Reattach previously replaced disk to a pool

RedClick7000

Cadet
Joined
Apr 1, 2021
Messages
1
This issu may be very similar to https://www.truenas.com/community/threads/how-to-put-same-offline-disk-back.10475/ unfortunatly there's no final outcome.

Hi everyone,
As a lack of knowledge and experience with ZFS, I find myself in serious troubles with a FreeNAS system, after trying to expand an existing pool, risking the lost of almost the entire data.
I'm aware that this wouldn't be any issue at all, if there was a full-backup of all data. But unfortunately this did not yet happen, due to a short budget. And yes indeed, this is way too risky. So I find myself desperately trying to recover the mentioned pool - nightmare scenario!

Context:
In order to expand an existing RAID-Z1 type pool named "STORE_01" from 3x4TB to 5x4TB the following steps has been taken:
  • Offloading the whole data to external drives
  • destroying the old pool
  • Shuting the entire system down and installing 2 new 4TB, lets name them HDD4 and HDD5, in addition to the existing 3 drives (HDD1-2-3).
  • Booted and created new pool with a total of 5x4TB in RAID-Z1 configuration (HDD1,2,3,4,5).
  • Data has then been copied back into new pool.
  • Config has been backed up
  • Manual FreeNAS OS update to 11.3 U5 has been made.
  • Config backed up again.
  • System status in GUI says pool healthy.
  • Ereasing external drives where data had been offloaded to, as this storage is needed elsewhere.
Problem
The HDD5 (Z3032RS7) used in the newly created pool is a temporary borrowed drive from another system, while a new disk was on its way to be delivered (lets call this factory new disk HDD6). When HDD6 (ZGY8LNPK) arrived, my intention was to swap these disks with each other in order to return the borrowed disk (HDD5) to its origin system.

There for I:
  • Shut down the entire system
  • Pulled borrowed drive (HDD5) and swapped it with newly arrived one (HDD6), via the same drive-slot. HDD5 has been left untouched since.
  • Booted system and pool status shows degraded (HDD5 disk not present or similar)
  • Used "Replace" command via GUI to integrate newly inserted disk (HDD6) as part of the pool.
  • Resilver process on HDD6 started but never ended. (Starts over and over again...)
  • Turns out that HDD1 (ZGY02CYQ) is in a critical state with severe disk read errors.
    SMART test states 14% health and shell is screaming non stop:
    "ATA status: 51 (DRDY SERV ERR), error: 40 (UNC )
    RES: 51 40 00 ef 76 03 03 00 00 00 00
    Error 5, Retries exhausted"
    That's why the resilver process on the newly added HDD6 can't finish/be performed at all.
    So this lets the system with 2 failed drives (HDD1, HDD6) out of 5, in a RAID-Z1 type configuration, although only 1 at a time can be tolerated.
Nevertheless the pool status is still available and shows "only" degraded.

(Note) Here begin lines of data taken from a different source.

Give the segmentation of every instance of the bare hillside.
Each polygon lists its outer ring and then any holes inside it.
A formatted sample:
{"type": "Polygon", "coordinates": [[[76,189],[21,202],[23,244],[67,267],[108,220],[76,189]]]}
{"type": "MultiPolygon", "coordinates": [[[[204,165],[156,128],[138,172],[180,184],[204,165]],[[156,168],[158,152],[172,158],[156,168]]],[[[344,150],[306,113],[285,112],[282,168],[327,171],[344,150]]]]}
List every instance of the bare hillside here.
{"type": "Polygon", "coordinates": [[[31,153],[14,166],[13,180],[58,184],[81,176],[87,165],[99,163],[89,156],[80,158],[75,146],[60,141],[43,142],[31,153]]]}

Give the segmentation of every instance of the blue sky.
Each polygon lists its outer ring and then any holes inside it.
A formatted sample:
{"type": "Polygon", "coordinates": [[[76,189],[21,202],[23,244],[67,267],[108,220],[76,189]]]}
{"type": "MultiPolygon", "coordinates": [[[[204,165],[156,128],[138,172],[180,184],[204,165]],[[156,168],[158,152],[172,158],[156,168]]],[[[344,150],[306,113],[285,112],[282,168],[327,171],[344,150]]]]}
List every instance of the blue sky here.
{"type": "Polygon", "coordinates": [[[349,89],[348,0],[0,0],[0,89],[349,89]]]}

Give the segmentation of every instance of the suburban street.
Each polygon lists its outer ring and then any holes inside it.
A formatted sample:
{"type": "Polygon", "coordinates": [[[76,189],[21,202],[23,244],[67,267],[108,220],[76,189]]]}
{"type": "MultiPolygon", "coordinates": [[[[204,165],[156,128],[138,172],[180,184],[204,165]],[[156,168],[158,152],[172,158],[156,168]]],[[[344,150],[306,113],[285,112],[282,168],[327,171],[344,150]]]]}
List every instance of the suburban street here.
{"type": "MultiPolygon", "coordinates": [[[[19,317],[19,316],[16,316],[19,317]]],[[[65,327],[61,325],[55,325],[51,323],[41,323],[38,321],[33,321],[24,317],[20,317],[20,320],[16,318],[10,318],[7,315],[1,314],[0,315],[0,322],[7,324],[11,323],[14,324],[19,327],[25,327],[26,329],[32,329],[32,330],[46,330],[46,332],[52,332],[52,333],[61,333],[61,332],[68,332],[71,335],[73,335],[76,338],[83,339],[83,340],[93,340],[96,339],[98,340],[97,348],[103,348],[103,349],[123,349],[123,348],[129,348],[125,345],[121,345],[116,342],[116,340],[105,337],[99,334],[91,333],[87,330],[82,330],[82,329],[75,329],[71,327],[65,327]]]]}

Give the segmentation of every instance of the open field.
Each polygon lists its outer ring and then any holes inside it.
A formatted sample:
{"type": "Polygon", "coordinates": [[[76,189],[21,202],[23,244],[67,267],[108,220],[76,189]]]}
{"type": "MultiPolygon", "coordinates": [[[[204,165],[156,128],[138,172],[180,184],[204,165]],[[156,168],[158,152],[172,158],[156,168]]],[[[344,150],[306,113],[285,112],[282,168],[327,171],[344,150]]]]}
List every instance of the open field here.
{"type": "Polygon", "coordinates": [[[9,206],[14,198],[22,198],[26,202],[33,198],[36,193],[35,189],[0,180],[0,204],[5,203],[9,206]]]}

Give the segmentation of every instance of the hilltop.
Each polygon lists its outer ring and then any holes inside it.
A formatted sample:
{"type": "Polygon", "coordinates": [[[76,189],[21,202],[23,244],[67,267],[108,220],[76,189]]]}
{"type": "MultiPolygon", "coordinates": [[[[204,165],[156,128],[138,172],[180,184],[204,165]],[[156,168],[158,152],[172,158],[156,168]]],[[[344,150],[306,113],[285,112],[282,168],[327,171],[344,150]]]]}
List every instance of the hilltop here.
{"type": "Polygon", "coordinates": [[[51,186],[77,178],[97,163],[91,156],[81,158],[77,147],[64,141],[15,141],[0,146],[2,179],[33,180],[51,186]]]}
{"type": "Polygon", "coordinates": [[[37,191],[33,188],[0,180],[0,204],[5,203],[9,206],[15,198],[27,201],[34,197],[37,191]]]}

A lot of data is still accessible.
  • At this stage I backed up all available data. But there's a significant part missing of course.
Attempts
The idea was to put back the borrowed 5th disk (HDD5), in order to recover the pool. As HDD5 has not been touched since it was pulled I expected to reinsert it and therefore having HDD2-3-4-5 working, which would allow me to replace the badly damaged HDD1.
So i did:
  • Shut down the system
  • Put back the borrowed 5th disk HDD5 (which was left untouched meanwhile)
  • Reboot in hope that pool recognizes the replaced disk.
It seems that the disk cannot be reattached to the pool. (Pool stays in degraded and HDD5 shows: FAULTED).
"Online" command on HDD5 via GUI fails.

(SMART Test of HDD5 states healthy though)


Further observations
  • When I boot with HDD 1-2-3-4-5 --> Pool "STORE_01" shows up as DEGRADED, HDD5=FAULTED, HDD1-2-3-4 = ONLINE ...after a fiew minutes HDD2-3-4 showing degraded but HDD1 always remains ONLINE.
  • When I boot with HDD1-2-3-4-6 --> Pool "STORE_01" shows up as HEALTHY, HDD1-2-3-4-6=ONLINE ...after a fiew minutes HDD1-2-3-4-6 showing DEGRADED
  • I inspected HDD5 on a workstation with UFS Explorer Professional and the drives seems still containing a valid RAID-Z partition with data on it (can extract random files from it).
  • After 3 days trying to find a solution, back and forth i stopped and shutdown the system to avoid any further damage. And get help...
Question
  • Is there any way to get a replaced disk back into a pool in this situation? (HDD5)
    (Pool Export/Import?; Metadata manipulation?; Advanced shell commands to reattach the disk?; ...anything)
  • I'm thinking about to find a way to borrow 4 more disks in order to clone every disk in the system before continuing any further with manipulations. This would allow for more freedome with more aggressive experimentations. But is this even worth at this stage?
Commentaries
  • This wouldn't be an issue if a proper backup would have been performed from the beginning on.
  • Scrubbed the whole pool after newly created pool before proceeding with any other operation.
  • If I had performed a proper disk replacement procedure, instead of just pulling disks out.
  • It first took me some time to figure out that the real issue wasn't the 5th disk swap but the 1st one with the read errors.
  • I read about another thread (https://www.truenas.com/community/threads/how-to-put-same-offline-disk-back.10475/) which looks very similar, but there's no final outcome of the recover attempt.
  • I'm just about to learn all of this and I have very poor experience with ZFS systems.
  • There's still 1 free slot and I could physicaly attach the new HDD6 (ZGY8LNPK) and borrowed HDD5 (Z3032RS7) drive and at the same time if this is of any importance.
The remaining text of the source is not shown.